Only three reports mentioned any secondary complications. One patient had hypotension during sevoflurane administration, requiring noradrenaline up to 0.2mcg/kg/min [12]. Another two patients required a tracheostomy due to critical illness myopathy [14] and delirium [19].
There were two reports for which sevoflurane was ineffective in the treatment of SA. Maqsood et al. described of a young patient who had minimal improvement in her asthma despite giving sevoflurane of 8%, of which the duration was not specified [11]. She had persistent high intrinsic peak end expiratory pressure (PEEP) and respiratory acidosis. The patient eventually required transfer to another hospital for initiation of ECMO for 48 h. She was extubated the following day. Sinniah et al. described of a multiparous patient in her second trimester of pregnancy (13 weeks gestation) who presented with SA refractory to conventional treatment and had subsequently failed a trial of sevoflurane and ECMO [20]. Her demise was ultimately due to the development of multiple complications (ischemia of the lower limb, status epilepticus, vaginal bleeding) that conferred a poor prognosis for the mother and child.
Quality appraisal
The overall quality of the cases was fair, 50% of the cases were rated as having low risk of bias, 16.7% having moderate risk, and 33.3% having high risk. Most cases were ascertained to have had an adequate exposure to sevoflurane (83.3%). 72.2% were deemed to have a reliable outcome measure, while two thirds (66.7%) adequately ruled out alternative causes of SA responding to sevoflurane. Just over half of the cases were sufficiently detailed (55.6%).
Discussion
Our systematic review aimed to consolidate the clinical evidence in the current literature regarding the administration of sevoflurane in adult patients with SA. In our literature review we only found reports that were case studies or case series, there were no clinical trials. We identified 18 patients treated with sevoflurane, and all but 2 of these were reported to improve after initiation of sevoflurane. Only 1 case of hypotension during sevoflurane administration requiring vasopressor support was reported. Although further research is required, our results suggest that sevoflurane is a potentially effective management strategy that can be instituted for adults with SA.

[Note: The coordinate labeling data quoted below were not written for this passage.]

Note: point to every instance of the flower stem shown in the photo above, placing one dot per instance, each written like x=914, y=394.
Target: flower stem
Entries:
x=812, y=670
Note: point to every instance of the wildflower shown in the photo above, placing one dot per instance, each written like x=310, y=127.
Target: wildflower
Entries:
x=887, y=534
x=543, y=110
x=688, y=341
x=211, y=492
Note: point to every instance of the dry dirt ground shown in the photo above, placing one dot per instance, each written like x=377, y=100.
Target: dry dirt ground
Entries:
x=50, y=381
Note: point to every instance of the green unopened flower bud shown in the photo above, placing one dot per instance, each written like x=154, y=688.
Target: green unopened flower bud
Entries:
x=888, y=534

Sevoflurane is a fluorinated methyl isopropyl ether popular for anaesthesia in the surgery setting because of its low blood:gas partition coefficient, allowing rapid induction and emergence from anaesthesia once turned off [4]. When used in the ICU setting as a sedative, quality of sedation has been shown to be comparable to propofol, with a reduction in time to spontaneous breathing after termination of sedation [38]. Wake-up time and extubation delay have also been shown to be significantly shorter when sevoflurane was used for sedation compared to propofol or midazolam [22].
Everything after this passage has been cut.